There was some proof that the Railroad in 1965, when the present contract was negotiated with the then representatives of the Brotherhood, acted in collusion with those representatives to deprive entry level carmen of a previously won wage floor. The Railroad’s present wage offer includes a proposed adjustment of this inequity. There was also evidence that the Railroad may have illegally aided a Brotherhood election campaign in an attempt to defeat Mr. D’Avanzo who subsequently became General Chairman of the Brotherhood. There was proof the Railroad at first refused to deal with Mr. D’Avanzo but did so after Mr. D’Avanzo’s authority to act independently of the System Federation was affirmed. During the two week period afforded by the court for further conferences, the Railroad increased the total value of its offers. The Brotherhood decreased the total monetary value of its demands. The parties are still far apart monetarily. No proof of the Railroad’s present economic ability was offered.

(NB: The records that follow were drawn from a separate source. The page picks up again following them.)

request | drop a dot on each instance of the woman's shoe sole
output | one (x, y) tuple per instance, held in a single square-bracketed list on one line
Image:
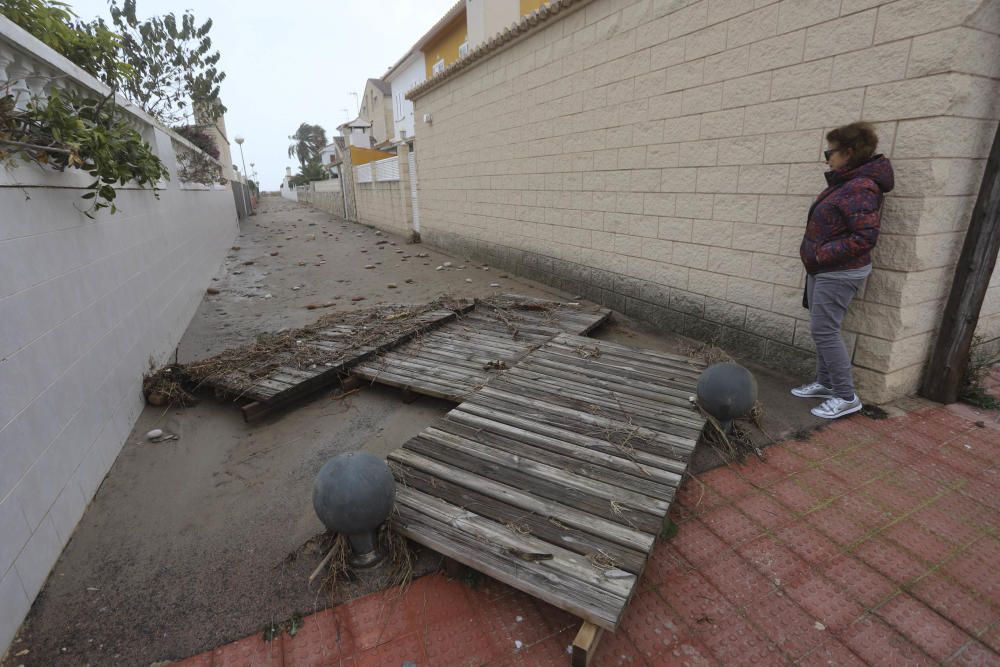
[(840, 414)]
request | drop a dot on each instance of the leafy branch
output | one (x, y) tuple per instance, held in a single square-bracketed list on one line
[(71, 131)]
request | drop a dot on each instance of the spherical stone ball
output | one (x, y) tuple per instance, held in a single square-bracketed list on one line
[(354, 493), (727, 391)]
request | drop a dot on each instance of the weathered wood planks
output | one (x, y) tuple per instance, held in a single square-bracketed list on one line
[(461, 357), (556, 477), (287, 384)]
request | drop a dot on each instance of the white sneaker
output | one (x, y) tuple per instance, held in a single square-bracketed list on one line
[(813, 390), (835, 407)]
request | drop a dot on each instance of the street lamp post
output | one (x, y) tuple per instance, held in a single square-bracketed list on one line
[(246, 185)]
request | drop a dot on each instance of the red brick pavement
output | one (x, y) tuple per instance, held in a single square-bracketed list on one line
[(875, 542)]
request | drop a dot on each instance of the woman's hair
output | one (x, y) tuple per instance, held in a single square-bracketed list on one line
[(860, 137)]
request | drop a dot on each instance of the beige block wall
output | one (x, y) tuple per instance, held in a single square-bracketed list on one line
[(661, 156), (380, 204)]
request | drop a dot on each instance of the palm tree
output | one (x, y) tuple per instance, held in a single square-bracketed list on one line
[(309, 141)]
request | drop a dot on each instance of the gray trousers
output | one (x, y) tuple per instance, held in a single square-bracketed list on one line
[(829, 298)]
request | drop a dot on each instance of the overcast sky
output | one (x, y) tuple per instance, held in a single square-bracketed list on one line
[(295, 61)]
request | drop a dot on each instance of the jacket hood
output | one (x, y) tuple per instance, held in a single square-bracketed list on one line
[(878, 169)]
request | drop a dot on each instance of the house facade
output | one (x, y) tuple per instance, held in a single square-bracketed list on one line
[(376, 108)]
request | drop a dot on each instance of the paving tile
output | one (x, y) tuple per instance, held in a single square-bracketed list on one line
[(983, 492), (733, 641), (794, 497), (864, 510), (878, 644), (808, 543), (695, 497), (556, 619), (726, 483), (200, 660), (652, 626), (695, 600), (947, 526), (974, 654), (378, 618), (664, 561), (319, 642), (730, 525), (860, 582), (550, 652), (759, 473), (408, 648), (736, 579), (461, 641), (786, 459), (776, 562), (695, 542), (919, 541), (764, 510), (616, 649), (811, 449), (821, 485), (786, 624), (936, 636), (825, 601), (512, 619), (834, 522), (955, 602), (252, 650), (831, 653), (890, 560), (968, 508)]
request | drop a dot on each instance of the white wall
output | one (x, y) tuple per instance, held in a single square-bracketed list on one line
[(84, 306), (411, 72)]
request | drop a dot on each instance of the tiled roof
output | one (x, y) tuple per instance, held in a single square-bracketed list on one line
[(529, 23)]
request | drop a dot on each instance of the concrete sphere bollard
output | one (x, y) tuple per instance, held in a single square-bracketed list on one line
[(353, 495), (727, 391)]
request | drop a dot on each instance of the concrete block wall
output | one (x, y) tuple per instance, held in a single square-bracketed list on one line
[(85, 307), (660, 156), (380, 204)]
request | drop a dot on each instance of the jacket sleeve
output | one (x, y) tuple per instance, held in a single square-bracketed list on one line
[(863, 224)]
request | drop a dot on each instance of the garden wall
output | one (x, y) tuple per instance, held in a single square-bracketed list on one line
[(85, 307), (660, 157)]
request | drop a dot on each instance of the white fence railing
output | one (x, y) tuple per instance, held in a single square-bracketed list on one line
[(387, 169), (363, 174)]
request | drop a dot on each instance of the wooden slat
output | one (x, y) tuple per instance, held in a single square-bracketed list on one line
[(575, 539), (610, 530)]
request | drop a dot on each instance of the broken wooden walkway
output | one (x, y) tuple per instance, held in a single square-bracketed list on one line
[(286, 384), (457, 359), (556, 477)]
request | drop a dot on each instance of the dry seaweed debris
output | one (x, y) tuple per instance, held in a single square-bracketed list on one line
[(239, 368)]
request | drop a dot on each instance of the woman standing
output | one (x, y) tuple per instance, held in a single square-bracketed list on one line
[(841, 230)]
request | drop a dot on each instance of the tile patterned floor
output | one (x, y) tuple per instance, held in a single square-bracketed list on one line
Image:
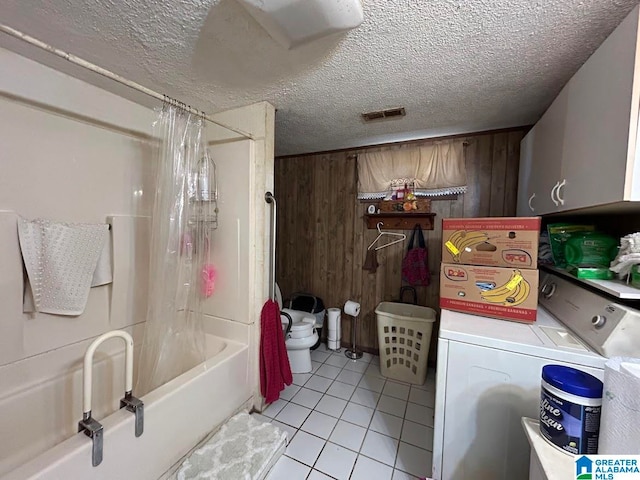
[(345, 421)]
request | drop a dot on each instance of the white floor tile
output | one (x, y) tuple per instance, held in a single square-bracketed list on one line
[(274, 408), (260, 417), (347, 376), (386, 424), (319, 424), (319, 356), (288, 469), (318, 383), (316, 475), (356, 366), (348, 435), (331, 406), (429, 385), (335, 461), (367, 469), (289, 392), (380, 447), (328, 371), (301, 378), (400, 475), (366, 357), (413, 460), (307, 398), (341, 390), (337, 361), (293, 415), (374, 371), (365, 397), (357, 414), (422, 397), (396, 390), (391, 405), (305, 448), (323, 348), (417, 435), (291, 431), (419, 414), (375, 384)]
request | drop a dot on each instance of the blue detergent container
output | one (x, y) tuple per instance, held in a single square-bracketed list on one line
[(570, 404)]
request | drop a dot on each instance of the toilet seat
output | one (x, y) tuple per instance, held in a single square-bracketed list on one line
[(301, 343), (302, 328)]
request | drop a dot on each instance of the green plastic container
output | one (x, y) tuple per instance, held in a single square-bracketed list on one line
[(591, 272), (590, 249)]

Both parties are now free to invoke the procedures under the Act. In fact, the law now requires it. After all procedures provided for by the Act have been exhausted and the dispute remains unresolved, either party may invoke self help. Rutland, supra; American Airlines, Inc., supra.

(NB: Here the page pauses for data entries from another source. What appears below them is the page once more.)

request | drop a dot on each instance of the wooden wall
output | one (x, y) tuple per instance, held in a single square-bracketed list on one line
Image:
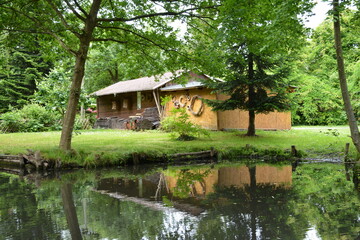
[(208, 119), (105, 104), (237, 119)]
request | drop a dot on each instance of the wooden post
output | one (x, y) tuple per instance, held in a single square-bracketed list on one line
[(293, 151), (347, 146), (346, 160), (135, 158)]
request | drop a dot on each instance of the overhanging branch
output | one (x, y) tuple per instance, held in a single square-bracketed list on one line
[(168, 13)]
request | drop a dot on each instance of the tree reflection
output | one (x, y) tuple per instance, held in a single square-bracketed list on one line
[(20, 217), (70, 211)]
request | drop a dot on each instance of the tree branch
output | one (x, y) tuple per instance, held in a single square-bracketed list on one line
[(108, 40), (39, 24), (80, 8), (75, 12), (159, 14), (134, 33), (67, 26)]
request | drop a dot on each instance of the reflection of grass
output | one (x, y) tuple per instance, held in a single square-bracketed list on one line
[(115, 144)]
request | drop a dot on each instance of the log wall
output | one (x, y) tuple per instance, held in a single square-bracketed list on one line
[(105, 104), (208, 119), (238, 119)]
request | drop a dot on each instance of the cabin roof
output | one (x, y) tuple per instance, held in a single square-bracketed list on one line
[(188, 85), (139, 84)]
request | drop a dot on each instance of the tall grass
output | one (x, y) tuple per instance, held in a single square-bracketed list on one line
[(117, 144)]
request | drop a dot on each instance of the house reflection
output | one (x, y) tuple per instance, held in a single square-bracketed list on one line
[(197, 183), (239, 177)]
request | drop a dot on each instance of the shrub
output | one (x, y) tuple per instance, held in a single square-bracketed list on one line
[(180, 126), (31, 118)]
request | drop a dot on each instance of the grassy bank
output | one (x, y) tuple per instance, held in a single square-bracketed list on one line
[(116, 145)]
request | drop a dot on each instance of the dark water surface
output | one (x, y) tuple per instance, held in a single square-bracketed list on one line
[(223, 201)]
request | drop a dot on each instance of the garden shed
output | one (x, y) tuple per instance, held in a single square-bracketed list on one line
[(139, 98)]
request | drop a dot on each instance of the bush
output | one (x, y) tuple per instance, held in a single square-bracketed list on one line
[(31, 118), (180, 126)]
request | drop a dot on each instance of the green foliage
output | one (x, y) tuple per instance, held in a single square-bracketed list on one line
[(318, 96), (111, 63), (253, 41), (53, 91), (31, 118), (20, 69), (179, 125)]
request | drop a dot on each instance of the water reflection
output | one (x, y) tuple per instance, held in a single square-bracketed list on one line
[(70, 211), (230, 201)]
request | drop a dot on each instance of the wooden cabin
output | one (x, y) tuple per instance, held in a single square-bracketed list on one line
[(133, 98)]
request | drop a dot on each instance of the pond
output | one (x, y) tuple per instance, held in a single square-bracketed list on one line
[(218, 201)]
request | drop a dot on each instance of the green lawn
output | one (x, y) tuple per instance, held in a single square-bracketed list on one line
[(315, 141)]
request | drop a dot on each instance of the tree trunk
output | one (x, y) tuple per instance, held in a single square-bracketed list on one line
[(342, 77), (251, 127), (79, 70)]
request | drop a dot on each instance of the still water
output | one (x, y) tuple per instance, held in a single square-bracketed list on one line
[(222, 201)]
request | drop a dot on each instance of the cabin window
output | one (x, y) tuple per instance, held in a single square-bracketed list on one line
[(125, 103), (138, 101), (113, 105)]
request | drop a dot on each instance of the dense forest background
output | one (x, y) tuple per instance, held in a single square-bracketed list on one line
[(40, 77)]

The Brotherhood having failed to carry its burden of proof of non-compliance with the Act, the application for preliminary injunction must be denied.
. Under the Railway Labor Act (45 U.S.C. § 152; Seventh, § 156) a party desiring to negotiate changes in an existing contract regarding rates of pay, rules, or *322working conditions, must give at least 30 days notice in writing of such, proposed changes. A contract negotiated in April 1965 between the parties here contained a moratorium on such Section 6 changes until January 1, 1967.
. These proposals had been submitted by Mr. D’Avanzo, the Brotherhood’s general chairman, who represented the Brotherhood in these negotiations with the Bail-road on June 6, 1966. Similar demands or proposals had been, submitted by Mr. D’Avanzo on April 5, 1966. The Railroad replied these proposals were premature under the moratorium. The Railroad also questioned Mr. D’Avanzo’s authority to negotiate for the Brotherhood. The System Federation had been the bargaining agent in the past. The System Federation is a national body of which the Brotherhood is a member. The Brotherhood is only one of several locals of employees of the Railroad.
. 45 U.S.C. § 155.
. This court does not believe the question here decided was before the district court in the Long Island Railroad case, supra.